2018-10-06 / Front Page

Future of ATV use topic of Oct. 15 meeting

A ll-terrain vehicle riding is rising in popularity across the region.

And despite concerns about the environmental impact and potential conflicts with other forms of outdoor recreation, there is a concerted effort underway to support the hobby through trail development and regional tourist promotion.

A meeting on the Northcentral ATV Initiative being pushed by the state legislature and related topics will be held at 10 am Monday, Oct. 15, at the Gunzburger Building in Coudersport. It’s being hosted by the Potter County Planning Department.

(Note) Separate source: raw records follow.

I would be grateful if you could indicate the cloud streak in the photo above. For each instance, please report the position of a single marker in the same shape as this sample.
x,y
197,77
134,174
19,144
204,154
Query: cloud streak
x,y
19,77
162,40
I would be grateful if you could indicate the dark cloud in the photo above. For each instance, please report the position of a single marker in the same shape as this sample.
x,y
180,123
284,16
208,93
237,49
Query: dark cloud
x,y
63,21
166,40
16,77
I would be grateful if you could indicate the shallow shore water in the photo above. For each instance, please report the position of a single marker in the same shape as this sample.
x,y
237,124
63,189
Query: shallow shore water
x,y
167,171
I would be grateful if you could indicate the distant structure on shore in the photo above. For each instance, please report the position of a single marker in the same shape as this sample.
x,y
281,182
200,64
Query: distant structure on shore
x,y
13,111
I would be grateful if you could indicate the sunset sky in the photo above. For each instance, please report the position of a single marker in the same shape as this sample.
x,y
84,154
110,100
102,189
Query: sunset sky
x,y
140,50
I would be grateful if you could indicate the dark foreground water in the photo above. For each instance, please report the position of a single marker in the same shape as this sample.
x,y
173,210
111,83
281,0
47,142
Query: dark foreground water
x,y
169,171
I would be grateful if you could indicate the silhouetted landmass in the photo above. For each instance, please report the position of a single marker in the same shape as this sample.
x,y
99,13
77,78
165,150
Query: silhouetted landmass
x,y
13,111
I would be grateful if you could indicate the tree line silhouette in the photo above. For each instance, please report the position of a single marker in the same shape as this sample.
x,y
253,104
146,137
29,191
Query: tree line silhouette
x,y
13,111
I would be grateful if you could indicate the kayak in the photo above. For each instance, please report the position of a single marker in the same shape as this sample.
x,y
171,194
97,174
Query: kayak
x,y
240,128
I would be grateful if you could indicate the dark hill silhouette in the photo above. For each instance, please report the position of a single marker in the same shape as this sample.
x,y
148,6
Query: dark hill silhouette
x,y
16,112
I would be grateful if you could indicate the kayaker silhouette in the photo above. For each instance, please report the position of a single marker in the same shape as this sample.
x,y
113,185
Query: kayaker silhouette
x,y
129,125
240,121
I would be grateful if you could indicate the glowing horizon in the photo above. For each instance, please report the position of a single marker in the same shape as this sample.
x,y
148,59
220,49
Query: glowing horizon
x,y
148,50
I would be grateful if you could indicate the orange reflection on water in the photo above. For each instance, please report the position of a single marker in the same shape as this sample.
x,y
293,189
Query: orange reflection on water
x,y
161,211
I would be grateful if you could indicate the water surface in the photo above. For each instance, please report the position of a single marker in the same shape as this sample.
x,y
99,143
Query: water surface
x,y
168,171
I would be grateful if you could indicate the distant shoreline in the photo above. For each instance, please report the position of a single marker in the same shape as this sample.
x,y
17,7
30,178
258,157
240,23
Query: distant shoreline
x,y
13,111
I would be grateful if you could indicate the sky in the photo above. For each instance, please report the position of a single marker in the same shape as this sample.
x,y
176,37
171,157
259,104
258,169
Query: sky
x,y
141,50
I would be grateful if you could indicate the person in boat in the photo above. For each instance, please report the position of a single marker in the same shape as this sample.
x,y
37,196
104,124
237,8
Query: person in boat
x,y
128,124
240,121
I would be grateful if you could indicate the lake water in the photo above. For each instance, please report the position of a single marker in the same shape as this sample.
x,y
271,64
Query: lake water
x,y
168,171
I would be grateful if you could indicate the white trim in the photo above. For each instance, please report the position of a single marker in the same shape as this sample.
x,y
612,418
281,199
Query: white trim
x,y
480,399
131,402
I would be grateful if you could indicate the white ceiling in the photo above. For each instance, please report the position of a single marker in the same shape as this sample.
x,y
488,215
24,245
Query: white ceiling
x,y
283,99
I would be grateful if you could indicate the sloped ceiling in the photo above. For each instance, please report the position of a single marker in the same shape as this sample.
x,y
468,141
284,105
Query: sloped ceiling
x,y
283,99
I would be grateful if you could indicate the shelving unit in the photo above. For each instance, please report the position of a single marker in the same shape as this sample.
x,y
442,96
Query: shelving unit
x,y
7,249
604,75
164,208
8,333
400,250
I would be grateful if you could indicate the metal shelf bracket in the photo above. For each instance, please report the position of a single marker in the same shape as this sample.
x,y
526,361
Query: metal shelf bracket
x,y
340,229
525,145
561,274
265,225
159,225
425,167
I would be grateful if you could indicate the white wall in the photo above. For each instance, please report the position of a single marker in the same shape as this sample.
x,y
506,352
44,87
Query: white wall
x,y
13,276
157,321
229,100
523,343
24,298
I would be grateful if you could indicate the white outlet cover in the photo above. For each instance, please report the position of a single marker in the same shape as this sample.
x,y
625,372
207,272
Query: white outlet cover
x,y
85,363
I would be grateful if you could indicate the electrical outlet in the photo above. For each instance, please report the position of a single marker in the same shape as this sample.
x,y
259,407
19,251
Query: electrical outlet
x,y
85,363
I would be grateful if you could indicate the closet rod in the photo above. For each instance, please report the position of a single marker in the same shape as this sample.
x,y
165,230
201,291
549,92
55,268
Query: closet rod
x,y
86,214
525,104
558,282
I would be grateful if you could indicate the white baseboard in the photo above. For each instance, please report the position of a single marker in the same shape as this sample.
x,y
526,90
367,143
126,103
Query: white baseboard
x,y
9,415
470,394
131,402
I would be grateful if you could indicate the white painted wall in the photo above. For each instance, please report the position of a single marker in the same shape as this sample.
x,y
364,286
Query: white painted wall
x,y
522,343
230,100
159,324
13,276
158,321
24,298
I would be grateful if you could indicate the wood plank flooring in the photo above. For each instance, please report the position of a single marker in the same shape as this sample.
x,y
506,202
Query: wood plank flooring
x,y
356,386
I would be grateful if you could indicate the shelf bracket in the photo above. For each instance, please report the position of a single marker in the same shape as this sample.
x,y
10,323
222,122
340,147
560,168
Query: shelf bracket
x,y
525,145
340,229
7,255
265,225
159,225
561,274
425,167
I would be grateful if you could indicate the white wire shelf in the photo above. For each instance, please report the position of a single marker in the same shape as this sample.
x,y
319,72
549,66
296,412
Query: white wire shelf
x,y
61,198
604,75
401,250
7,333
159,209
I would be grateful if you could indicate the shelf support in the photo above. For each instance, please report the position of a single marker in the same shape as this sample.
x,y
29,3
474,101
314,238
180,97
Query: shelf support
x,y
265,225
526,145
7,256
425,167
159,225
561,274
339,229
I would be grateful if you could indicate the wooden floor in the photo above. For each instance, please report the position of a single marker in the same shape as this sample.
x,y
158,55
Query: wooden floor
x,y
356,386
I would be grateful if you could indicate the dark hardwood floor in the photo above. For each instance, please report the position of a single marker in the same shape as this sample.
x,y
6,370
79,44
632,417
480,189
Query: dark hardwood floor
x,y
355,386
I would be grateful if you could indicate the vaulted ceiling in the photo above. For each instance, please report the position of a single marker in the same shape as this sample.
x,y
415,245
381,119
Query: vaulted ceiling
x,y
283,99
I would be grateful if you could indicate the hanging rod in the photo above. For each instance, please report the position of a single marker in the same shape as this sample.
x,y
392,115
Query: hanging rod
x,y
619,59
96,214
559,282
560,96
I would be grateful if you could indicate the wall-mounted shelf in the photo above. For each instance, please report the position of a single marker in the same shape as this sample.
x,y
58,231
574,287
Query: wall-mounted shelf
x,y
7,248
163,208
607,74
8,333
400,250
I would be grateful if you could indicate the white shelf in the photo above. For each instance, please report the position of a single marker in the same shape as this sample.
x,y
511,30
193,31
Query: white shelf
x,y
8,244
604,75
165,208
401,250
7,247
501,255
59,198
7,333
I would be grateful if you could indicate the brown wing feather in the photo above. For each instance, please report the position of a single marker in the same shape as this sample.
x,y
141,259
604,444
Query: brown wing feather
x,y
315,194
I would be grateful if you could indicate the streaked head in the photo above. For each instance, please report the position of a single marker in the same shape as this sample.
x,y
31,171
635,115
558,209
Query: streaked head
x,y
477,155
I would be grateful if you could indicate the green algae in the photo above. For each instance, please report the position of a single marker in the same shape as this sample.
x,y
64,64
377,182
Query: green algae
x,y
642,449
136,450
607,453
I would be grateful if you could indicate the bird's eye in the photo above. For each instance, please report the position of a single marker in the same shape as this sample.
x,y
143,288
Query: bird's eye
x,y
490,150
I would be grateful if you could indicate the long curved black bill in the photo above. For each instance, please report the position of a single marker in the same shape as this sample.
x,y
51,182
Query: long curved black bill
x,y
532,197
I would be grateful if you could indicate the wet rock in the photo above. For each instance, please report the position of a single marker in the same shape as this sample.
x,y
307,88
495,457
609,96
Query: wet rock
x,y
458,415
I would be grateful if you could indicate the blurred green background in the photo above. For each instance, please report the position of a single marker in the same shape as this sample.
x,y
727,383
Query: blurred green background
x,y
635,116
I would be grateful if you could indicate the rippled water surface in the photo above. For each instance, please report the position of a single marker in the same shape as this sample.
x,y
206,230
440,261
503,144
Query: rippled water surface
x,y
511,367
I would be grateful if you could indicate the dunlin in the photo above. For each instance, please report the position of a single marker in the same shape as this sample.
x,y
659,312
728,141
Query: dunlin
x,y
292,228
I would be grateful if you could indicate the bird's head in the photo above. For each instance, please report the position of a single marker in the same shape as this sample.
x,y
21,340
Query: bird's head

Among participants will be representatives of PennDOT, the Pa. Dept. of Conservation and Natural Resources (DCNR), police, emergency services, conservation interests, ATV rider organizations, tourist promotion agencies, county and local government, and others.

More information is available from Potter County Planning Director Will Hunt at 274-8254.

For decades, riders of all-terrain vehicles have been pressuring state leaders to open up additional sections of publicly owned forest, park and game lands for their use.

ATV partisans scored a major victory recently when the state legislature amended the Fiscal Code with an order that directs two state agencies to work together to expand the trail system in northcentral Pennsylvania.

Politicizing that document is nothing new, but holding DCNR hostage is a new twist. In order to draw down its operating revenue from the state, DCNR is now required to work with PennDOT to help develop and implement the “Northcentral Pennsylvania ATV Initiative,” connecting Clinton County to the New York State border through state forest land and highways by April 2024.

This network would link several trails that are already developed in different regions between the counties. Those trails are Haneyville, Bloody Skillet, Snowshoe Rail Trail, Denton Hill and Whiskey Springs.

Two of those trails -- the Whiskey Springs and Bloody Skillet ATV trails – must be connected by April 1, 2020.

Susquehannock District Forester Chris Nicholas said his agency is working on the plan. “It’s very early, but we’ve already started looking at options to comply by the 2024 deadline,” he explained. “There are a whole lot of things that will have to come together.”

Nicholas said he envisions state land being used for “connector trails” that link state and municipal roadways.

“Safety and sustainability are our main concerns,” Nicholas said. “There’s no doubt ATVs can cause damage to roads and trail systems. We’ll be looking at those kinds of things.”

Among the issues of concern is the long-term maintenance of the trails, which will take a considerable amount of money and manpower. Potter County’s 250-mile snowmobile trail, for example, is maintained through an agreement with DCNR and the three major snowmobiling clubs. Trails with ATV use will likely need more intense maintenance.

But most DCNR officials believe it’s worth the effort. In addition to boosting outdoor recreation and local tourism, official trails would likely curtail illegal riding on state roads and forests.

Small businesses, particularly pubs, eateries and fueling stations, have been pushing for expanded riding opportunities. Opponents cite traffic concerns on these “dual use” municipal roadways, as well as erosion issues that will likely occur on trails through forested land.